Work was a bit of a blur today, not helped as I checked my personal email inbox more often than my work one, hoping for someone to respond to my requests. I went down to the gym at the end of the day and pushed myself a bit harder but didn’t come away feeling any better.
I take the comments on board, I’m too desperate, I’m too lonely. I hear these things a lot as the reason I don’t have a boyfriend and they might apply to my lack of friends too. But just like the boyfriend issue it’s all circular: I can’t be happy by myself and no one wants to be with me because I’m not happy, so I can’t be happy…
The only solution I hear is “be happy by yourself” which is a polite way of saying “give up”. Exactly how being happy alone helps someone who’s biggest issue is loneliness, I just don’t understand.

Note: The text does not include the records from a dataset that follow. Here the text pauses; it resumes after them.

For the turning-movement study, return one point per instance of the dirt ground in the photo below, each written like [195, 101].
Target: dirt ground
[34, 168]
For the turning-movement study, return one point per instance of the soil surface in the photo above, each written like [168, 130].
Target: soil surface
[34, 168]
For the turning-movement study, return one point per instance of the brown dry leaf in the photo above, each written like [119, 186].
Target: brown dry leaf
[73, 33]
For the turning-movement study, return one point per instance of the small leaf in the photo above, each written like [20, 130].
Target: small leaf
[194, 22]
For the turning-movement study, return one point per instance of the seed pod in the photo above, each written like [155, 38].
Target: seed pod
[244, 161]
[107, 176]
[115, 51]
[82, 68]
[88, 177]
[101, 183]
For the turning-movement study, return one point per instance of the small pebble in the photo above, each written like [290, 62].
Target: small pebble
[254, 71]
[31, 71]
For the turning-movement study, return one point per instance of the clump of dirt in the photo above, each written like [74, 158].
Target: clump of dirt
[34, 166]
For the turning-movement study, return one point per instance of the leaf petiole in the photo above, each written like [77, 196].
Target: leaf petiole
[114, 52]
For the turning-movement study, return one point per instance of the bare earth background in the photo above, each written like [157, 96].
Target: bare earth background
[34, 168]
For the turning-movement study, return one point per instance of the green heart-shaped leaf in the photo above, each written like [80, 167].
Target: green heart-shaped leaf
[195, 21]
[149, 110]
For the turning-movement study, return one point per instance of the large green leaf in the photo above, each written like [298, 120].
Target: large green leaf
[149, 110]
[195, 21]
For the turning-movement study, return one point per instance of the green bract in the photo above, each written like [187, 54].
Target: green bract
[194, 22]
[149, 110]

I wouldn’t mind checking out both Chicago and the Trocks while they are in town. So I posed the question on Facebook this morning looking for a friend who’d want to come with me.
The response from the 100 or so people I know who are on Facebook has been completely silent.

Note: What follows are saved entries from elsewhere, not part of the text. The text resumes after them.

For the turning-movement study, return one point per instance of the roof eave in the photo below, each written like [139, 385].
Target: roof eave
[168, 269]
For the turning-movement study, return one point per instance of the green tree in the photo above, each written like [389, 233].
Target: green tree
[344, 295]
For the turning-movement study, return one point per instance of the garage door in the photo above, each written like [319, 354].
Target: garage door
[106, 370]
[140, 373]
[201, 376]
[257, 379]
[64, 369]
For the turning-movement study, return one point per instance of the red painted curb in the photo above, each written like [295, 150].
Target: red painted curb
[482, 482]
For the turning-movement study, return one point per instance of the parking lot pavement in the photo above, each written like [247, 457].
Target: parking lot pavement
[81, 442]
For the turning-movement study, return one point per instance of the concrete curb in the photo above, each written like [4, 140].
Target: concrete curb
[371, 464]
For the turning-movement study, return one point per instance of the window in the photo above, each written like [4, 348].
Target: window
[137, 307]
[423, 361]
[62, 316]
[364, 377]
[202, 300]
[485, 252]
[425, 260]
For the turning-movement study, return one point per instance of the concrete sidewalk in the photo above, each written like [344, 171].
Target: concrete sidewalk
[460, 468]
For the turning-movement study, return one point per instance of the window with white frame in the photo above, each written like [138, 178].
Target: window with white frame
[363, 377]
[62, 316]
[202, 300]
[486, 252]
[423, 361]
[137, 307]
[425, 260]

So I’m asking friends to come and spend time with me and no one wants to. How can I expect a boyfriend to want to go out with me when my friends don’t want to?
It’s not like “I simply cannot do it alone” (ala Ms Velma Kelly) but I’d like to have friends to go out with. I’d like to have anyone to go out with!

I woke this morning, earlier than I intended, and looked for some inspiration. No one answer my call on Facebook so I deleted it and went off the movies by myself.
I chose to see Up and was surprised to find myself in tears just minutes into the film.
When I was in the states there were lots of ads for Up and it came out while I was there, but has taken several months to come out here. I’d see many of the funny bits in those ads, and was happy to laugh at other moments that I hadn’t been exposed to before.
But there were three moments in the film, that made me all sad and emotional. The first of which triggered tears, the other two, later in the film, just brought me close to tears.
The adventure of love is something I’d like to have much more than a trip to South America in a flying house.

It was warm last night as I went to bed and tried to get to sleep. The warmth triggered a memory in my half asleep state of laying in other beds trying to get to sleep. In quick succession I imagined myself back in the bed in the LA airport hotel, the Chicago hotel, my NY hotel and so on. It’s been three months since I came home from my month in the states but for a moment I felt I was right back there.
I wish I was actually.
I look forward to sleeping in a new bed again.